Ernst Herman ridder van Rappard (born 30 October 1899 in Banyumas Regency, Central Java, Dutch East Indies – died 11 January 1953 in Vught) was a Dutch National Socialist and anti-Semite. After leading his own failed Nazi movement van Rappard enlisted in the Schutzstaffel and saw active service in the Second World War.
Part of a leading Dutch family, van Rappard was born in the Dutch East Indies to chief engineer Oscar Emile ridder van Rappard and his wife Dina Thal Larsenhe, as the younger brother of future sportsman Oscar van Rappard His schooling took place in the Netherlands at The Hague and subsequently at the University of Leiden. He then studied economics in Berlin and Munich and there became supportive of Nazism.

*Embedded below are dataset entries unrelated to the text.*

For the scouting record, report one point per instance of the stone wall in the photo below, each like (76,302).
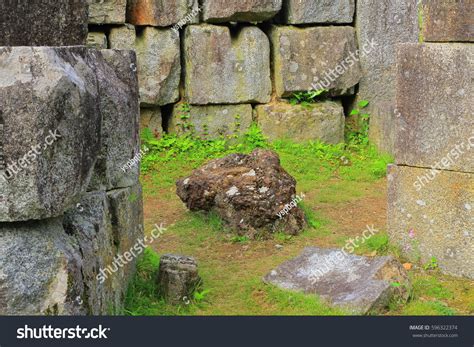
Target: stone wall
(69,122)
(431,187)
(235,62)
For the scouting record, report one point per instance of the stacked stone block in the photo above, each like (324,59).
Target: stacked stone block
(431,187)
(384,24)
(70,118)
(194,53)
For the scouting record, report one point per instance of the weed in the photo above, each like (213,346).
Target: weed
(240,239)
(359,135)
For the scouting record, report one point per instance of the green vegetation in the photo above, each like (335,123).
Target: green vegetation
(306,98)
(359,134)
(421,38)
(340,183)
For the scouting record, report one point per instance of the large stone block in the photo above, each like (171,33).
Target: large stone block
(211,121)
(319,11)
(431,214)
(359,285)
(435,124)
(159,66)
(89,226)
(218,11)
(37,262)
(119,107)
(316,122)
(51,128)
(107,11)
(151,118)
(122,37)
(314,58)
(443,21)
(225,69)
(160,12)
(385,23)
(43,23)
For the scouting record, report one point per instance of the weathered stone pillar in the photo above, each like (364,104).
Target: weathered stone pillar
(431,187)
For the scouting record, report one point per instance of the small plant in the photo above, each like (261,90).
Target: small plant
(307,98)
(240,239)
(185,124)
(255,138)
(200,296)
(432,264)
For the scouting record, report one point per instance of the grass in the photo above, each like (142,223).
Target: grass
(344,188)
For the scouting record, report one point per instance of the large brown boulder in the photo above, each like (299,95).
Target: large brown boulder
(249,192)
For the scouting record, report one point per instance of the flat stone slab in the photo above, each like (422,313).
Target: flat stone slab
(323,121)
(327,63)
(319,11)
(386,23)
(357,284)
(444,21)
(107,11)
(211,121)
(225,69)
(43,23)
(162,13)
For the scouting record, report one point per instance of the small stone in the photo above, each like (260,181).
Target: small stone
(107,11)
(319,11)
(360,285)
(177,278)
(437,229)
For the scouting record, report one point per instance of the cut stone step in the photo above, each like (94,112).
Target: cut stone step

He joined the National Socialist Dutch Workers Party (NSNAP) in 1931, although the group split into three and van Rappard soon found himself as the leader of his own version of the party. His group, the NSNAP-Van Rappard advocated the incorporation of the Netherlands into the Third Reich, arguing that the Dutch had a strong ethnic kinship with the Germans. His group also vied with the National Socialist Movement in the Netherlands (NSB) in terms of its virulent anti-Semitism, drawing most of its support from the Dutch-German border. His group was later renamed NSNAP-Hitlerbeweging, though Adolf Hitler ordered the removal of his name from what was a minor movement.